Remote Desktop is an enterprise app that's handy for controlling PCs remotely from a centralized location. A PC running Windows 8 Pro can act has a Remote Desktop host, but one running Windows 8 or Windows RT cannot. Large organizations can use Remote Desktop for training, software installations, sharing applications, and other collaborative tasks.
Windows 8, like previous versions of Microsoft's PC operating systems, will ship on new computers and will sell as a standalone product to do-it-yourself upgraders. Not so for Windows RT. According to a recent blog post by Microsoft's Mike Angiulo, "Windows RT software will not be sold or distributed independent of a new Windows RT PC, just as you would expect from a consumer electronics device that relies on unique and integrated pairings of hardware and software."
In other words, you'll be able to upgrade a Windows 7 PC to Windows 8, but not to Windows RT.
Windows 8 includes the venerable Windows Media Player for managing, viewing, and listening to audio, video, and image files. Windows RT doesn't include Media Player but comes with built-in apps for consuming and organizing this content. Since Windows RT tablets don't have optical drives, they are obviously not well-equipped for burning CDs and DVDs--a popular pastime among Media Player aficionados.

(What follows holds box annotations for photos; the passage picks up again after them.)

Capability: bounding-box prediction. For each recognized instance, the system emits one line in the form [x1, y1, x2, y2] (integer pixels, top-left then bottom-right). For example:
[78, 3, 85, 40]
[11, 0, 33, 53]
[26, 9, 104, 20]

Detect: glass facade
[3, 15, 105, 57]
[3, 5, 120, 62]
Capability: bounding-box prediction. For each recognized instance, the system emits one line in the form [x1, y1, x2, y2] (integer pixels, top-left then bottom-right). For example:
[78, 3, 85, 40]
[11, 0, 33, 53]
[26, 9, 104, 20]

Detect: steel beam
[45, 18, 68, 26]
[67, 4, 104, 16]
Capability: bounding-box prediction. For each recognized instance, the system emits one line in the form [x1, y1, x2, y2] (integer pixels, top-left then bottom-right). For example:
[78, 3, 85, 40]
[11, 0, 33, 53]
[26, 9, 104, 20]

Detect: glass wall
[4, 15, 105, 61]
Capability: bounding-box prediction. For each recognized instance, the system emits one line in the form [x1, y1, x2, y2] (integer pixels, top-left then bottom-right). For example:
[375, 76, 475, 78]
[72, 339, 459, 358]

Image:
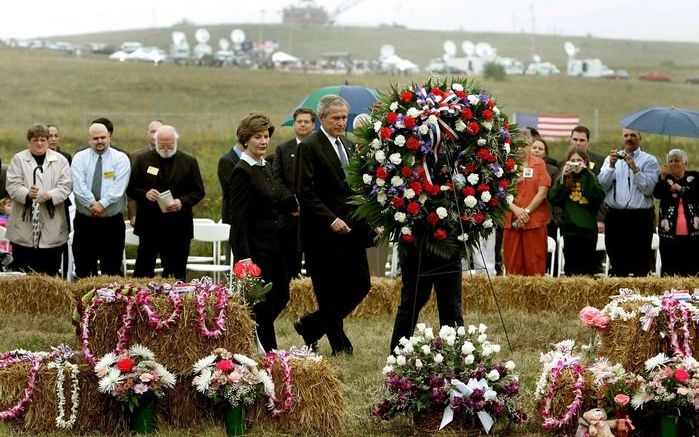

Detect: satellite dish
[461, 41, 476, 56]
[172, 30, 187, 46]
[194, 27, 211, 44]
[442, 39, 456, 56]
[231, 29, 245, 44]
[380, 44, 396, 58]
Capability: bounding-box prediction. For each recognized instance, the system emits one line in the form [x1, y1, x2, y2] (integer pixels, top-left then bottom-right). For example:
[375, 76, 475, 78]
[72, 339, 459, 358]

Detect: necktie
[92, 155, 102, 200]
[335, 138, 347, 167]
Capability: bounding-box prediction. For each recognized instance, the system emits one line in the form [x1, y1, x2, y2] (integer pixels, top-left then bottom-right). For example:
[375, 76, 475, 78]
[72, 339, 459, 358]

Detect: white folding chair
[546, 237, 556, 276]
[187, 223, 233, 287]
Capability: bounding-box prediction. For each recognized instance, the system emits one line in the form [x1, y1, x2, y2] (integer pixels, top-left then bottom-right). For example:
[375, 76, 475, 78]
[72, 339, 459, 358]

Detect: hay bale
[250, 359, 345, 436]
[0, 275, 72, 317]
[82, 295, 255, 375]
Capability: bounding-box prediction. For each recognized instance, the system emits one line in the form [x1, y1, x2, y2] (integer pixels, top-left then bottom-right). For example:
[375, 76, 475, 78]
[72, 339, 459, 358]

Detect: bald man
[127, 125, 205, 280]
[71, 123, 131, 278]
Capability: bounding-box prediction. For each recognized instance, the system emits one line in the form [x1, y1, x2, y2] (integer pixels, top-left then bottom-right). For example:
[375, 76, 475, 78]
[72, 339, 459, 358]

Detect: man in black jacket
[294, 95, 371, 355]
[127, 125, 205, 280]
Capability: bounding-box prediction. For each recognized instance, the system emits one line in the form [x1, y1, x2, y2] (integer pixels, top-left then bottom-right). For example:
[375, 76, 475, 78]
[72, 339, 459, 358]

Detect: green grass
[0, 306, 589, 436]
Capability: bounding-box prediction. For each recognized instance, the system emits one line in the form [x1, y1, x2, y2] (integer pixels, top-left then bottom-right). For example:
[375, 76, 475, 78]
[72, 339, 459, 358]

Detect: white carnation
[391, 176, 403, 187]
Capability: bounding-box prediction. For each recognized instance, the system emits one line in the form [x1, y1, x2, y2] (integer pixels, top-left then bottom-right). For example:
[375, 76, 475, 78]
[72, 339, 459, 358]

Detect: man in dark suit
[127, 125, 205, 280]
[294, 95, 371, 355]
[272, 108, 316, 278]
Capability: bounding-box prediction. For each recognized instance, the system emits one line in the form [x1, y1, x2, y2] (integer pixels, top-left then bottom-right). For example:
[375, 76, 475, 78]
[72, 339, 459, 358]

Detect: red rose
[427, 211, 439, 226]
[410, 181, 422, 196]
[117, 358, 136, 372]
[405, 137, 420, 150]
[216, 360, 233, 372]
[433, 228, 447, 241]
[675, 368, 689, 383]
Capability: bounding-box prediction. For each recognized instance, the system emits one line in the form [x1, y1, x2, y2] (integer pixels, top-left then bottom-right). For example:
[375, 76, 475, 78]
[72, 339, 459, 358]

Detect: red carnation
[410, 181, 422, 196]
[433, 228, 447, 241]
[117, 358, 136, 372]
[391, 197, 405, 208]
[675, 368, 689, 383]
[216, 360, 233, 372]
[405, 137, 420, 150]
[403, 117, 415, 129]
[427, 211, 439, 226]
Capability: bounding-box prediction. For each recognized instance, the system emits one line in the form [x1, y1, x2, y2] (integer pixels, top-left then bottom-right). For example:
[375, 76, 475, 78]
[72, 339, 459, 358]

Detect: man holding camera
[597, 129, 659, 277]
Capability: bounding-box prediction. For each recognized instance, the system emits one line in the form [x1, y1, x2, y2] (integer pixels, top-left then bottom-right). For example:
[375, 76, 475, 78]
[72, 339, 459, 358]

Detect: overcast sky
[0, 0, 699, 43]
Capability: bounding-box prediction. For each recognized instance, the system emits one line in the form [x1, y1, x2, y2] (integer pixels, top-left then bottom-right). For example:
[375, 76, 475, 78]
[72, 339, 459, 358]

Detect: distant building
[282, 0, 330, 26]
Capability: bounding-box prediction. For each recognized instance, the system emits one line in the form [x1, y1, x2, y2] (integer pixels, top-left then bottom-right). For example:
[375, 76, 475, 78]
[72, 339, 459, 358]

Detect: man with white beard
[126, 125, 205, 280]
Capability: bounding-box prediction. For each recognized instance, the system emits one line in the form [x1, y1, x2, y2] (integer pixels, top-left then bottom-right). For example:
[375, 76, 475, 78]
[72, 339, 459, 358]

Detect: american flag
[513, 112, 580, 138]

Windows RT is developed specifically for ARM-based devices, whereas Windows 8 is for Intel X86-based PCs. The ARM processor allows hardware manufacturers to build Windows RT tablets and laptops that use less power--and cost less--than their X86 counterparts. According to Lenovo, which plans to sell both Windows RT and Windows 8 machines, RT-based devices will cost $200 to $300 less than those running Windows 8, Bloomberg reports. And while it's too early to say how well Windows RT devices will outperform their Windows 8 counterparts, battery-wise, both will reportedly stay on for more than 320 hours in a network-connected standby mode, Microsoft says.